Building a Multi-Cloud Monitoring Dashboard That Runs in a Single Container
Managing resources across multiple cloud providers means juggling separate consoles, different APIs, and inconsistent visibility. CrazyHub is my answer to that — a self-hosted monitoring dashboard that pulls everything into a single pane of glass.
Why It Exists
I run workloads across AWS, Azure, GCP, and Cloudflare. Jumping between four dashboards to check instance states, DNS records, or cost anomalies gets old fast. Existing tools are either SaaS products I do not want to depend on, or they require a full monitoring stack — Prometheus, Grafana, external databases — that I did not want to maintain for a side project. CrazyHub takes the opposite approach: one container, zero external dependencies.
Architecture
The entire application ships as a single Docker image. SQLite runs embedded inside the container via Prisma, so there is no database to provision or back up separately. No Redis. No message queue. Just the container and a volume mount for persistent data.

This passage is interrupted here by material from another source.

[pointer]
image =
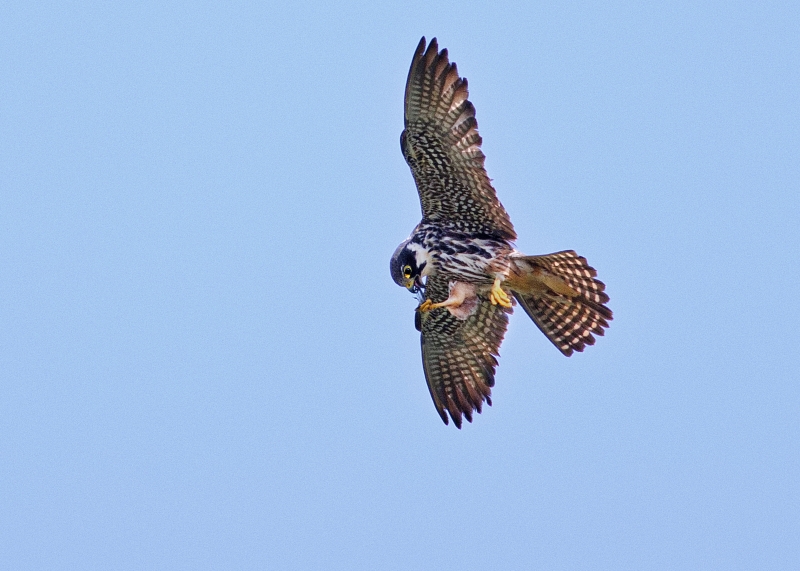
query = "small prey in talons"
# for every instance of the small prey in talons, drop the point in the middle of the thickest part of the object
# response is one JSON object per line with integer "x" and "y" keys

Provider integrations follow a plug-and-play pattern. Each cloud — AWS, Azure, GCP, Cloudflare — implements a common interface. Adding a new provider means dropping in a module that handles authentication, data fetching, and normalization. No changes to the core dashboard.
Credentials are encrypted at rest using AES-256-GCM before hitting the SQLite store. The encryption key lives outside the database, so a DB dump alone reveals nothing usable.
An auto-sync scheduler runs inside the container, periodically refreshing resource states from each connected provider. Sync intervals are configurable per provider to respect API rate limits.
Current State
CrazyHub is deployed locally in my homelab and actively evolving. The tech stack is Next.js 16 for the UI layer, Prisma for database access, AWS SDK for S3 interactions, and Docker for the deployment artifact. The codebase stays intentionally small — no over-engineered abstractions, no premature scaling decisions.
The immediate roadmap includes alert thresholds, cost trend visualizations, and resource dependency graphs. Long-term, I want to explore event-driven sync mechanisms so the dashboard reflects changes in near real-time rather than on a timer.
If this sounds like something you would use, the repo will go public once the first stable release is cut.